How many of you have sat there and either listened to or spoken about an athletes acute/chronic ratio being too high without knowing the reliability of the metric in question?
- If we take High Speed Running and the common AC ratio upper limit of 1.2, how accurate are GPS units at recording high speed movement? Well most would seem to suggest somewhere around OK to good reliability (See here). So if we have good reliability, meaning there are some reliability issues present, is an AC ratio of 1.25 really cause for widespread concern here? Or is the version of the ratio you are using even appropriate for your sport/environment/data?
Don’t be afraid to question commonly held beliefs, just be rational in your thought process!
More to Data than Load Management
As practitioners we can often be consumed with that which can be measured and analysed, shying away from areas we cannot quantify objectively. This can lead to focusing on the measurable areas with ‘Load Management” being a main culprit here. While there are vast columns and samples of data analytics in sport science around the concept of load management and the reasons behind the large interest in this area are often written about, it’s important that we remember as practitioners we are ultimately preparing athletes to perform. Many performance sports require athletes to walk a fine line between appropriate workloads and competition-ready. Can we as practitioners move to a place where our load management approach is designed to optimise performance through assessing sport demands and training outcomes rather than focusing on injury rates/prevention at the expense of performance preparation.

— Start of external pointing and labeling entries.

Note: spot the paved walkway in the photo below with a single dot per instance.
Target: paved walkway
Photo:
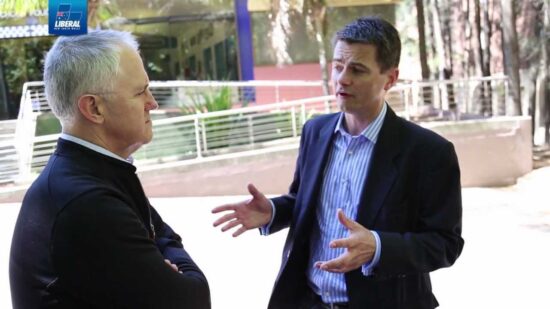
(505, 262)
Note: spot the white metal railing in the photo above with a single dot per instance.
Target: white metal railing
(199, 135)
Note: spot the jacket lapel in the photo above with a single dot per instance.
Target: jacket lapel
(382, 171)
(319, 146)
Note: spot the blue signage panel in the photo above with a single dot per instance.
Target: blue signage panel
(67, 17)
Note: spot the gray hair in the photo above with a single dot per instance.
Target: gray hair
(81, 64)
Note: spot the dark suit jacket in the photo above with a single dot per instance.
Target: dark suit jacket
(87, 237)
(411, 198)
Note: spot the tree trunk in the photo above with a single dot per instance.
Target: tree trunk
(318, 14)
(511, 53)
(422, 40)
(544, 78)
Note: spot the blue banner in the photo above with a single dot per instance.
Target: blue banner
(67, 17)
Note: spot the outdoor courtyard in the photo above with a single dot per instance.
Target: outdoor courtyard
(504, 263)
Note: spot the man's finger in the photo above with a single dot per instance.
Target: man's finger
(241, 230)
(225, 218)
(254, 191)
(340, 243)
(348, 223)
(223, 208)
(230, 225)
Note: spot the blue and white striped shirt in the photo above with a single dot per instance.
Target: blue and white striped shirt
(343, 183)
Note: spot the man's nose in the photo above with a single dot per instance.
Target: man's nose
(151, 103)
(343, 78)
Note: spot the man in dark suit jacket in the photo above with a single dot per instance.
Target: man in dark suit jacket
(86, 235)
(399, 182)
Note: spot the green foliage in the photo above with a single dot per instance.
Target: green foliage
(47, 124)
(210, 101)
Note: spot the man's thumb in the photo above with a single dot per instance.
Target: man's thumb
(348, 223)
(253, 191)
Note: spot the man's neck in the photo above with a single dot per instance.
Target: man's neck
(355, 123)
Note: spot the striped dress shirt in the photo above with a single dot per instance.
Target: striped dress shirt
(343, 182)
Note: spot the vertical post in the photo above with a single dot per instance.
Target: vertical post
(250, 129)
(197, 136)
(245, 51)
(303, 113)
(244, 37)
(293, 115)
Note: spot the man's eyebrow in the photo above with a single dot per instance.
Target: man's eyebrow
(143, 88)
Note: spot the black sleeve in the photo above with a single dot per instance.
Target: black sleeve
(104, 256)
(170, 246)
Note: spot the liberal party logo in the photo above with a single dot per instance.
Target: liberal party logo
(67, 18)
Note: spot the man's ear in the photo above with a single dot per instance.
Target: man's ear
(393, 75)
(88, 105)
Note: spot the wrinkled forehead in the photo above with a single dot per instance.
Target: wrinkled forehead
(352, 51)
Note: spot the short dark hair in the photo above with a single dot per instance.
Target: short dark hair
(378, 32)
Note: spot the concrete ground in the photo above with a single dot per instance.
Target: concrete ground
(505, 262)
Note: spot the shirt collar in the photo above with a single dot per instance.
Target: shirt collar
(94, 147)
(372, 131)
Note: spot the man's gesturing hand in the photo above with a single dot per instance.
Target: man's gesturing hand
(360, 247)
(254, 213)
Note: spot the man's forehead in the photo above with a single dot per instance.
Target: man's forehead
(353, 51)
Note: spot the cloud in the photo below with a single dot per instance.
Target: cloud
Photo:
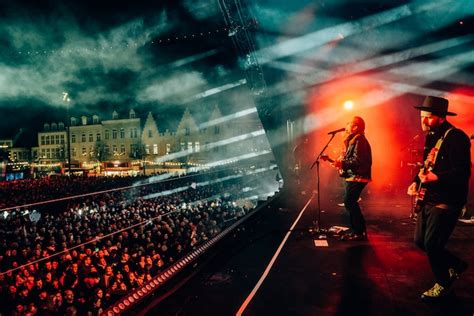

Not Everything Can Be Measured
In the same theme as the previous point, while striving to provide objective data to support much of our decision making is a positive, it’s important to recognise that when dealing with such multi-faceted areas such as performance or injury not all aspects can be quantified. We must recognise the need to step away from numbers and charts and use our own experience to see when athletes need to be pulled back a bit or pushed harder. Often brief conversations had early in the morning can be as beneficial, if not more, at gauging an athletes condition than the variety of tests available to us. Similarly when a group of athletes that are normally quite loud and talkative turn up for training in a quiet, lethargic state it can tell you more than any readiness assessment.
Hopefully I have given you some food for thought on the the use of data in a sports environment, I would be really keen other other peoples thoughts on what are common pitfalls in this area or even examples of where you feel data is being used in a really positive manner.